Friday, 9 October 2009

Cameron and the media

At the risk of rehashing some old arguments, I thought it might be worth thinking about David Cameron's comments on the impact that the media has on children.

In the article that I stumbled across on Brand Republic, the journalist makes reference to an ongoing feud between the Conservatives and magazines like Nuts and Zoo, although in his most recent comments Cameron hasn't specifically named any individual publication. Reading between the lines it would seem more probable that he is indeed referring to lads mags rather than Management Today or Computer Weekly.

Right/wrong? Good/evil? White/Black? Yes/No?

Goodness it's such an old argument I don't know where to start. The media has long since been blamed for its influence on young people, for triggering mental illnesses like anorexia, for encouraging heroin chic, objectification etc. etc. The liberal view point on this is most commonly: let them get on with it; there's much more at play than just the media; consider your other cultural and social influences e.g. the role of parenting, peers etc. In short: magazines don't appear in a vacuum.

The other side of the coin, to take the most extreme viewpoint, is that lads mags and the like are all just a form a extreme wickedness and the root cause of most social evils today. Use the word evil a lot and you'll just about get there.

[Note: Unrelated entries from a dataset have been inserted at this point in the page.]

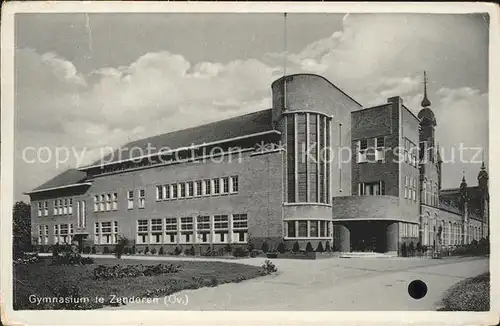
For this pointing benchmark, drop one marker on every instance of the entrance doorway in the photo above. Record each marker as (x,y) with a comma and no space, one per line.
(368,236)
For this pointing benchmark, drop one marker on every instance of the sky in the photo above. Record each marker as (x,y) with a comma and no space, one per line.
(88,82)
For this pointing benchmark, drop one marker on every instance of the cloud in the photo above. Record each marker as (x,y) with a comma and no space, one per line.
(372,58)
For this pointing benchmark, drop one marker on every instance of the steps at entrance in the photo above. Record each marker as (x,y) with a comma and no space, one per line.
(368,255)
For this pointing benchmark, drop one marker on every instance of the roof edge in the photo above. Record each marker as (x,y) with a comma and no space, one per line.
(182,148)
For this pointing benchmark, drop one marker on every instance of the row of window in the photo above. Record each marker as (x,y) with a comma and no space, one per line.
(308,229)
(209,229)
(411,188)
(81,214)
(198,188)
(61,207)
(106,232)
(63,233)
(378,151)
(410,152)
(106,202)
(430,193)
(452,233)
(408,230)
(308,158)
(371,188)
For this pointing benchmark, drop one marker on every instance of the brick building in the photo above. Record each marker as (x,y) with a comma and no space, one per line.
(316,167)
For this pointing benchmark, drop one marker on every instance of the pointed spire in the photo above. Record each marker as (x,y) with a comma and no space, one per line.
(425,102)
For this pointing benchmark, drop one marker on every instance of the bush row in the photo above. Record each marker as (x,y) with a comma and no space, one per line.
(107,272)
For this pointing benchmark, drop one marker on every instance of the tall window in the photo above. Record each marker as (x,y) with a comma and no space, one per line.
(156,230)
(379,148)
(159,193)
(102,203)
(166,192)
(290,166)
(142,198)
(114,201)
(406,186)
(170,230)
(174,190)
(362,150)
(190,189)
(203,227)
(225,185)
(302,229)
(234,184)
(182,190)
(207,187)
(302,157)
(221,228)
(39,206)
(186,229)
(240,227)
(216,189)
(198,188)
(142,231)
(371,188)
(130,199)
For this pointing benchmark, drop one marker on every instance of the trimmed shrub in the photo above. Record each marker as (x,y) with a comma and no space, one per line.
(281,248)
(265,247)
(239,252)
(327,246)
(120,247)
(268,267)
(107,272)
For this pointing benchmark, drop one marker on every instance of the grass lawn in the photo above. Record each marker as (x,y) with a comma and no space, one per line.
(42,280)
(472,294)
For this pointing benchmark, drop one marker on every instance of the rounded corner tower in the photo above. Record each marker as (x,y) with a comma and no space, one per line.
(314,117)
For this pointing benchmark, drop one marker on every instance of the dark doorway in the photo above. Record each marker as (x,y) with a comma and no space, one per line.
(368,236)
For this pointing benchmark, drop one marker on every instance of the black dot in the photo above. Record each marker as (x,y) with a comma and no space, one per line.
(417,289)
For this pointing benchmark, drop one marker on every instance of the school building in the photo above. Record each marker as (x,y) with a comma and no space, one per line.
(315,167)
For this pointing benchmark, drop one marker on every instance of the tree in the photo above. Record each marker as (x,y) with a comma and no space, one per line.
(21,227)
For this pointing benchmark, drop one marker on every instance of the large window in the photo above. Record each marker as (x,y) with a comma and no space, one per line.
(302,158)
(156,230)
(142,231)
(290,148)
(240,228)
(371,188)
(221,228)
(234,184)
(142,198)
(362,149)
(203,227)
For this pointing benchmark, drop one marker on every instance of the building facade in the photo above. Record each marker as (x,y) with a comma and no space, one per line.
(316,167)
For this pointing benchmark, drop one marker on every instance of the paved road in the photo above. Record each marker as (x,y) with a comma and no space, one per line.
(332,284)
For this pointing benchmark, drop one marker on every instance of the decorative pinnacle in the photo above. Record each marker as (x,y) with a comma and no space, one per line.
(425,102)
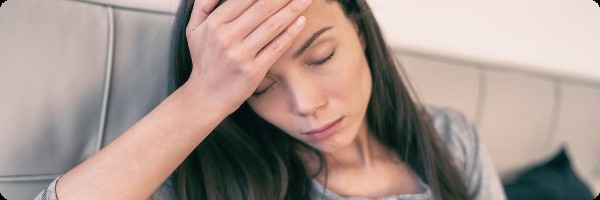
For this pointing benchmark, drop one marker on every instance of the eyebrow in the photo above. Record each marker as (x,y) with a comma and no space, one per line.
(311,40)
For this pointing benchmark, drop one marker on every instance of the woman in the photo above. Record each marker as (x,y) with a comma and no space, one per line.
(286,100)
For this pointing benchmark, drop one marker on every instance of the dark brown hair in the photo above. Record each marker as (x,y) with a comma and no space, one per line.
(246,157)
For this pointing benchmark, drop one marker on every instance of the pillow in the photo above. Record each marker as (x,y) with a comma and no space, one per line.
(554,179)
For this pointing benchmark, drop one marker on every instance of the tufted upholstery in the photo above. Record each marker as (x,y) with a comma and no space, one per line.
(75,74)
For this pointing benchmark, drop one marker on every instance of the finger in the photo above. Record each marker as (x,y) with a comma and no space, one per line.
(200,11)
(231,10)
(256,15)
(276,24)
(268,55)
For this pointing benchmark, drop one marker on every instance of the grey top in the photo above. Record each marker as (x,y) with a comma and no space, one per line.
(461,139)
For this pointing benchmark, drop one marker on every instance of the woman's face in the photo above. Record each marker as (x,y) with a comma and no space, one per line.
(318,91)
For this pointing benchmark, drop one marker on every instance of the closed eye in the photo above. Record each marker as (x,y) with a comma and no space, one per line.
(323,61)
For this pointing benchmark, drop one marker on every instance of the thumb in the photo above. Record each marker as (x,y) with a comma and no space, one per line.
(200,11)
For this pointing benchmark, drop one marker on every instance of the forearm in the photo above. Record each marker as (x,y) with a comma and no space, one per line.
(136,163)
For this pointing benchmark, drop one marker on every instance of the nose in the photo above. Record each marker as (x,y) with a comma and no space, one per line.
(306,97)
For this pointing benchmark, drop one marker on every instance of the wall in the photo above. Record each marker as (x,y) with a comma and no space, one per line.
(556,37)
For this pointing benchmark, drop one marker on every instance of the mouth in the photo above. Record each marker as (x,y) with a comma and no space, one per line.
(325,130)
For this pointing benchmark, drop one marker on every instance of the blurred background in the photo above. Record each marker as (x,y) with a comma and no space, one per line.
(75,74)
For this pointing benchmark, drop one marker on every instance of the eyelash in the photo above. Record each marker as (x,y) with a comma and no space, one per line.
(321,62)
(318,63)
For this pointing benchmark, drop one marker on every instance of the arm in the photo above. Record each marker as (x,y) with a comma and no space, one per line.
(241,51)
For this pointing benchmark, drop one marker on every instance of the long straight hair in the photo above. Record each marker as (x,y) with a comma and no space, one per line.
(246,157)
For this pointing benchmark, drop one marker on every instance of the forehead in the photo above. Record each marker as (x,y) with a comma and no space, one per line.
(320,14)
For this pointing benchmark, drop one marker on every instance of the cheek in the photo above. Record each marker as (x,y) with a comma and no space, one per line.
(271,110)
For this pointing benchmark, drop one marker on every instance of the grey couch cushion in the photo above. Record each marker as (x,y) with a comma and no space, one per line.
(73,76)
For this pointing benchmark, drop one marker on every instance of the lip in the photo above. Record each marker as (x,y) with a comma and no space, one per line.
(325,130)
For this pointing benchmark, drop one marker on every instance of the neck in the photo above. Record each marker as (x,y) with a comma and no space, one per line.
(362,153)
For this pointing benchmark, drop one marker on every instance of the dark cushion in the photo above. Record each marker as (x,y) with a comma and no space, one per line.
(554,179)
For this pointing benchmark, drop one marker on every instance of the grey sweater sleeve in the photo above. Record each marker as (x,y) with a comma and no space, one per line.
(470,154)
(164,192)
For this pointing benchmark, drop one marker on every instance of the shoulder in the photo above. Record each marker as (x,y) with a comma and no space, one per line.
(459,135)
(469,153)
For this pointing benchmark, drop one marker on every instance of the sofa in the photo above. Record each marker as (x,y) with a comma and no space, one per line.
(76,74)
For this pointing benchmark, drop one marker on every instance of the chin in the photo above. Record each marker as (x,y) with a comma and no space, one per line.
(333,144)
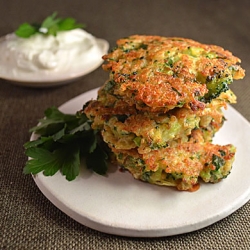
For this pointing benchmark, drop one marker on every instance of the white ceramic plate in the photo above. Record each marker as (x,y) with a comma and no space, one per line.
(51,79)
(118,204)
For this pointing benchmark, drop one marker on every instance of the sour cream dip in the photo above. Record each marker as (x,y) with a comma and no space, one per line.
(44,57)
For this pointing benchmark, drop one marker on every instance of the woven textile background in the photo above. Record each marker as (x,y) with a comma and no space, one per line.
(27,219)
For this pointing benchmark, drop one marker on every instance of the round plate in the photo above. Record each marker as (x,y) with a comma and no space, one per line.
(118,204)
(51,79)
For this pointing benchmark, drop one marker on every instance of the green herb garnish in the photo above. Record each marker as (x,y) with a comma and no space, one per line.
(50,26)
(64,140)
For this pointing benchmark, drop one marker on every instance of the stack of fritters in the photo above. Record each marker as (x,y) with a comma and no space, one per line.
(161,107)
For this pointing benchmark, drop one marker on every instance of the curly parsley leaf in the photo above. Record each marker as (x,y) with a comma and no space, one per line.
(51,25)
(64,140)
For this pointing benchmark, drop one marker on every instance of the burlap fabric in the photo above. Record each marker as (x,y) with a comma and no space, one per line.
(27,219)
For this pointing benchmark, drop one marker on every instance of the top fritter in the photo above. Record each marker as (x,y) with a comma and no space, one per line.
(158,74)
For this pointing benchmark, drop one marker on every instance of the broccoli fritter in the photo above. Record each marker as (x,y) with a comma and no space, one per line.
(161,107)
(158,74)
(180,166)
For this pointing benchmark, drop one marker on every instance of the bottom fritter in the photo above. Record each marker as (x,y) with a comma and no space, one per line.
(181,166)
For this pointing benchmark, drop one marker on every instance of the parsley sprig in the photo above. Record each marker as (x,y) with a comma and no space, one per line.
(64,140)
(50,26)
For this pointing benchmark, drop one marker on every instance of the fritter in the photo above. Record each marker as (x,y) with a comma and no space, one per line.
(157,74)
(161,107)
(181,166)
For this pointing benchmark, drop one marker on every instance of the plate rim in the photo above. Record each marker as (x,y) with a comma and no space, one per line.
(137,232)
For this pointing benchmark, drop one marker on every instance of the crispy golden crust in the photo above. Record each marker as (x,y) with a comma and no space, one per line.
(179,166)
(158,73)
(161,107)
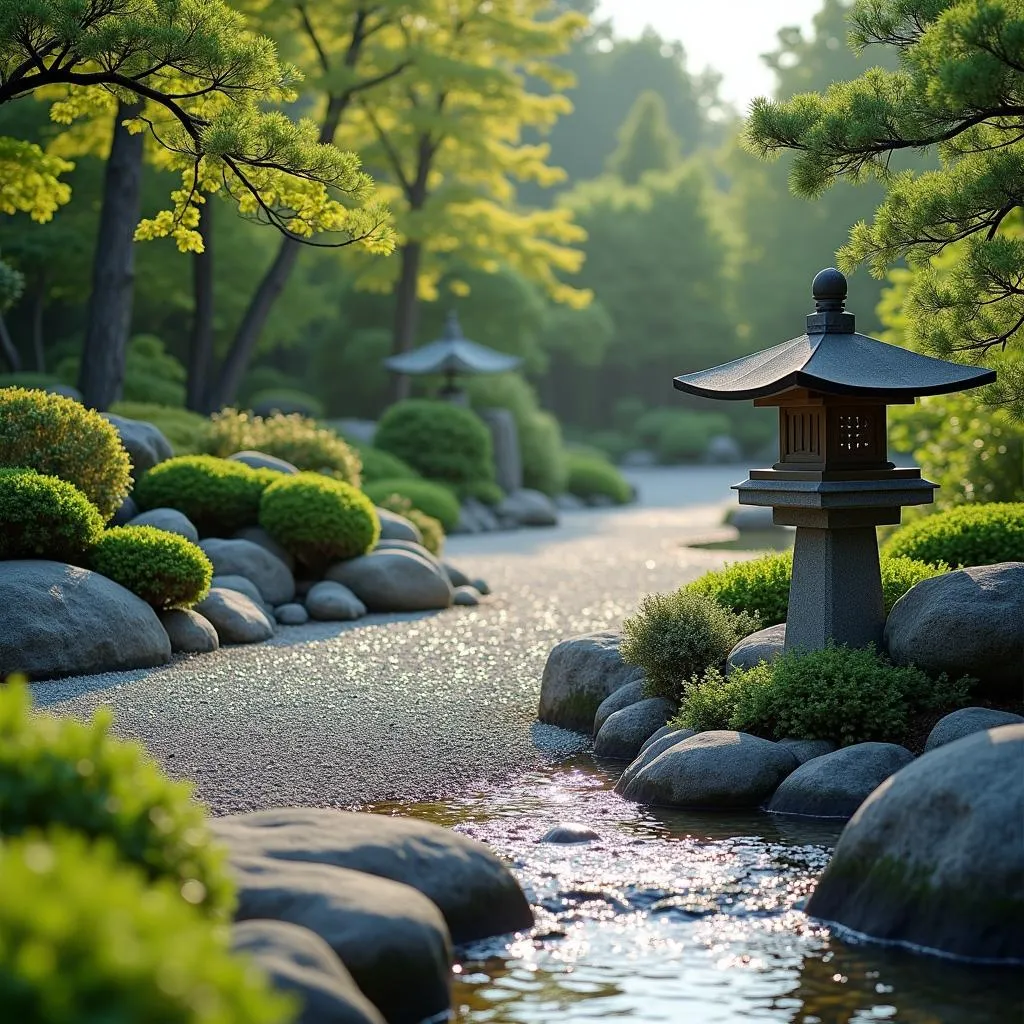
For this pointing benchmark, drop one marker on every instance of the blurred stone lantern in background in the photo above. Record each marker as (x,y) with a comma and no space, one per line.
(834,481)
(452,356)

I am your classic fence sitter. I don't necessarily like the peddling of nude images and yes I would judge someone over the age of 21 for regularly buying (or at all) the not quite top shelf publications. It's the rule of dad i.e. what would you think if your dad did it? You get what I'm saying. However, much as I don't like them, how damaging/responsible for corrupting young minds do I really hold them to be?

To be quite honest with you, unless things have changed dramatically since I was a girl, most young women aren't all that exposed to these sorts of images anyway, beyond a casual, slightly more than cursory glance in the local newsagent. Unless your dad does buy them of course.

For young men, again, these sorts of magazines do perpetuate a certain type of image and are to some degree responsible for the way that men, especially impressionable young ones, view women. But by the time most men or boys have had any kind of relationship, they soon realise that the reality is quite different. Yes they can desire whatever they want, but as to whether it actually exists is another matter.

This brings me to the more disturbing part of the argument. On the whole the artificial, air brushed, super undersize me images haven't worked - are we not either on the verge of or in the middle of an obesity endemic? But in some ways that's the whole point: we are starting to see a worrying dichotomy emerge, where children especially are either alarmingly thin or morbidly obese. A rather nasty struggle between the reality of an over-fed, consumerist landscape and that same landscape's guilty conscience. Which will it be?

There is much talk in general about the new pressures that children face, which reach much wider than whether they wear a size zero - let's not forget it's not just girls that we're talking about here. Only the other day the Sunday Times ran a feature about the pressure on young people to outdo their peers with their academic performance. 3 As at A-level is no longer the holy grail that it was once cracked up to be.

We see the same thing in business where young people are struggling to be noticed because there are now so many of them vying for the same roles and the problem is that they're all bright, competitive young things. It's no longer enough just to be a nice person with some decent GCSEs and a baden powell award. Ah, them were the days.

So what are we really looking at here? Well, to prevent myself from really going off on some super tangent - as if you weren't lost already... I'll bring it back to the magazines. The magazines and the pushy parents and the high cost of living and capitalism and anything else we'd like to blame it on. I'm keeping my position on the fence: it's not just the magazines we see, although they do play a part. To me it's about a lack of perspective. A submergence in a cauldron of unreality, a lack of faith in our own convictions, even too much social networking, dare I say it.

So it you are a parent, a school teacher, a friend, a politician or a business leader, try and remember the qualities that count. Because being a good scout, girl, boy or otherwise, should count for something.

1 comment:

  1. I thought from the title that this article was about me.